Acquitté en Malaisie, Tom Félix révèle l’enfer de sa détention
Acquitté en Malaisie, Tom Félix dénonce des abus physiques et sexuels en détention
Arrêté en août 2023 sur l’île de Langkawi, Tom Félix, 34 ans, encourait l’une des législations antidrogue les plus sévères au monde. Son retour en France, jeudi 5 février, marque l’épilogue d’une procédure judiciaire longue et éprouvante, ponctuée par la menace d’une condamnation à perpétuité, et, selon ses déclarations, par des violences subies en prison.
Un acquittement prononcé par la justice malaisienne
La décision est tombée mardi 3 février 2026. La Haute Cour criminelle d’Alor Setar a prononcé l’acquittement du ressortissant français pour l’ensemble des huit chefs d’accusation liés au trafic de stupéfiants. La juridiction a estimé que l’accusation n’était pas parvenue à établir sa culpabilité au-delà du doute raisonnable.

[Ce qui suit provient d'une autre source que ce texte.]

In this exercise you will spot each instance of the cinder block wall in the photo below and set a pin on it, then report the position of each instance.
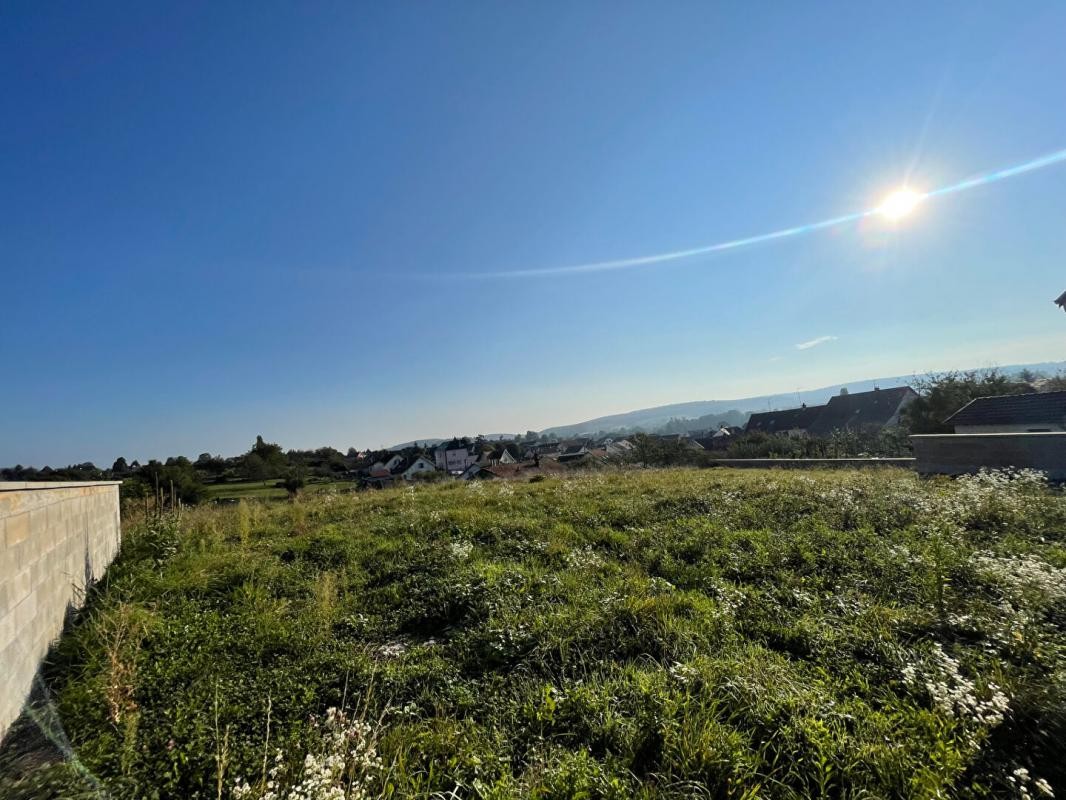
(957, 453)
(55, 539)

Libéré immédiatement après le verdict, Tom Félix a regagné la France dans la foulée, atterrissant à Roissy-Charles-de-Gaulle deux jours plus tard.
« La Malaisie m’a volé 909 jours de ma vie »
À son arrivée sur le sol français, l’homme est apparu amaigri et visiblement éprouvé. Face aux journalistes, il a résumé son calvaire en une phrase : « La Malaisie m’a volé 909 jours de ma vie. »
Un soulagement partagé par ses proches, mais aussi par les autorités françaises : Emmanuel Macron et le ministère des Affaires étrangères ont salué l’issue favorable de ce dossier sensible.
Des accusations contestées dès l’origine
Le 9 août 2023, Tom Félix est interpellé à Langkawi, où il s’apprêtait à ouvrir un restaurant. Les forces de l’ordre découvrent plusieurs centaines de grammes de cannabis , jusqu’à 1,86 kg selon certaines sources , dans les parties communes de la colocation qu’il occupe.
Depuis son arrestation, il a toujours nié être le propriétaire de ces stupéfiants, affirmant avoir servi de bouc émissaire.
Une législation antidrogue parmi les plus sévères au monde
En Malaisie, le trafic de drogue est passible de la peine de mort, même si une réforme récente permet désormais aux juges d’y substituer des peines de prison extrêmement lourdes.
Dans le cas de Tom Félix, le cumul théorique des peines pouvait atteindre plus de cent ans de détention, assortis de châtiments corporels.
Abus physiques et sexuels en détention
Mais au-delà de l’enjeu judiciaire, l’ancien détenu dénonce aujourd’hui des violences subies derrière les barreaux. Dans un entretien accordé au Figaro, il affirme avoir été « abusé physiquement et sexuellement » durant son incarcération, évoquant un climat carcéral marqué par l’arbitraire, l’humiliation et l’absence de protection des détenus étrangers.
Son avocat, Me François Zimeray, avait déjà décrit des conditions de détention « extrêmement éprouvantes », évoquant une prison surpeuplée, insalubre, sans intimité, qualifiée d’« enfer carcéral ».
Un long chemin vers la reconstruction
Si la justice a tranché en sa faveur, les séquelles demeurent. Tom Félix devra désormais entamer un processus de reconstruction psychologique et sociale, après près de trois années d’enfermement et un traumatisme qu’il décrit comme profond et durable.
Une affaire emblématique pour les voyageurs
Ce dossier rappelle avec force la rigueur extrême des lois antidrogue en Asie du Sud-Est et les risques encourus, y compris pour des ressortissants étrangers. Les autorités françaises recommandent de se renseigner scrupuleusement avant tout déplacement dans la région, où la simple détention de stupéfiants peut faire basculer une vie.